I knew when I took this job it would come with online and offline slings and arrows.
Online blowback is par for the course when writing a column on race and social justice for a general audience. I also knew that my gender, ethnic background and sexual orientation would make me a target for identity-based abuse, and that has definitely proved true. In addition to the feedback that questions my intelligence and viewpoints, there are race-based comments such as ones asking me to atone or apologize for the actions of the Japanese government during World War II, using racist language I would not want to repeat.
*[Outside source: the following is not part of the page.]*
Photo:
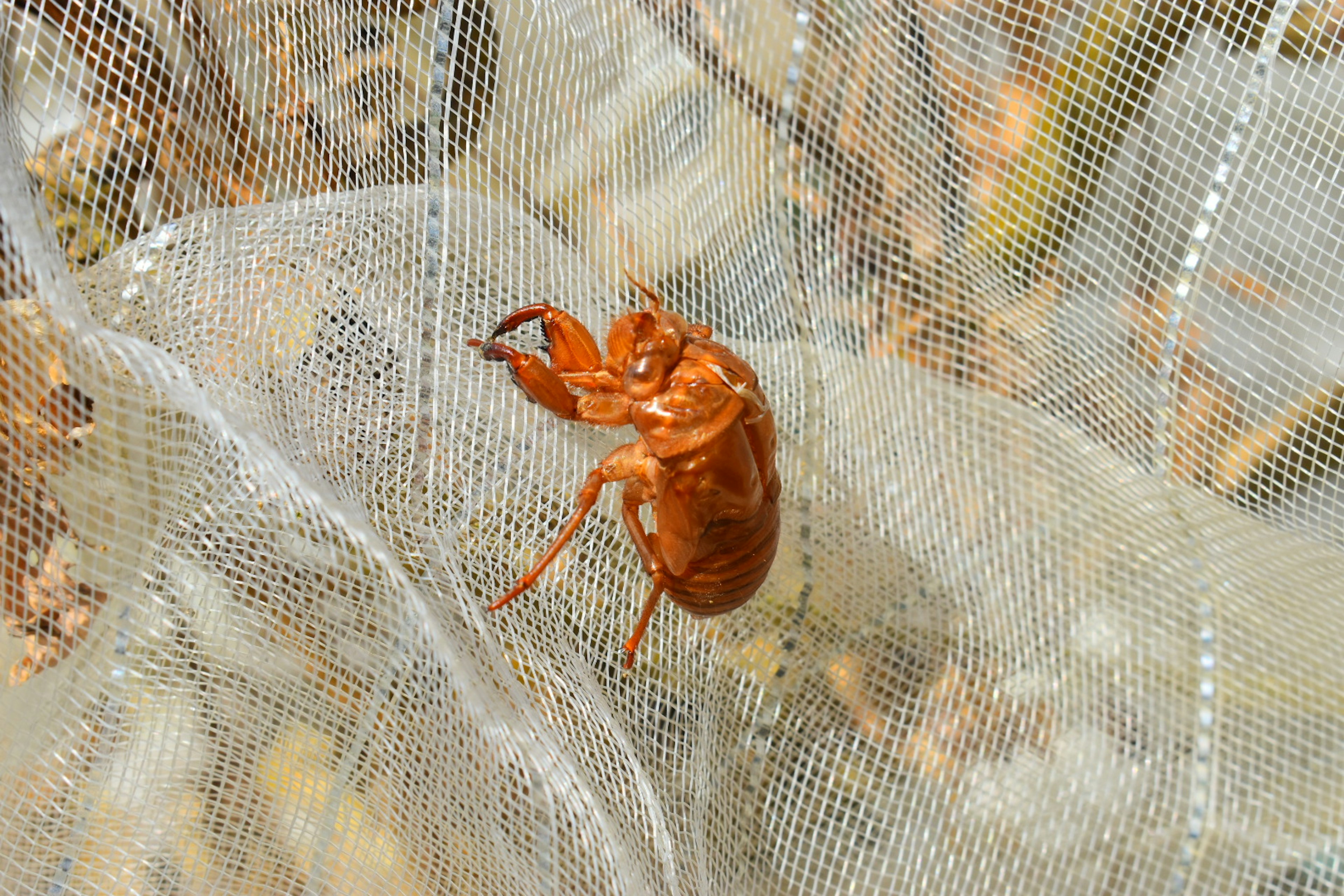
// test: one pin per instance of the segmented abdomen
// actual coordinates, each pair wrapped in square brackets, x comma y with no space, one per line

I have unfortunately become pretty numb to a lot of it, but I was not at all prepared for what my sister found after googling me on Aug. 24. At the top of her search results was a Wikipedia page that said, "… Naomi Ishisaka is an American writer and a former convict for attempted murder."
The page, published on Aug. 8, said that when I was 14 and a high school student in a Seattle suburb, I shot my classmate, was convicted and imprisoned. It said that while I used the pen name "Naomi Ishisaka," my real name was similar but not exactly the same.
I was in shock. I expected online harassment but never imagined it would look like this. I immediately assumed someone had created the page as a retaliatory attack for my recent writing on the racial justice movement and policing.
After googling the other person's name, it turned out there was a shooting in 1991 by someone with a similar name and ethnic background, but we were not the same age, nor from the same city, and we went to different schools. I am not naming the person because she was a teenager when she was convicted, and the shooting happened 30 years ago.
With the help of friends and colleagues, I scrambled to figure out how to get the page removed, how to get Google to stop promoting the page, how to prove who and where I was in 1991 and how to prevent the misinformation from spreading further on the internet.
And it wasn't just a Wikipedia page, Google had created a "Knowledge Panel" when you googled me that talked about my actual work as well as my conviction for attempted murder plus my other supposed aliases. When you searched my name, suggested searches included (and still do) "who did Naomi Ishisaka shoot." When you search the other person's name, my picture is the first to appear.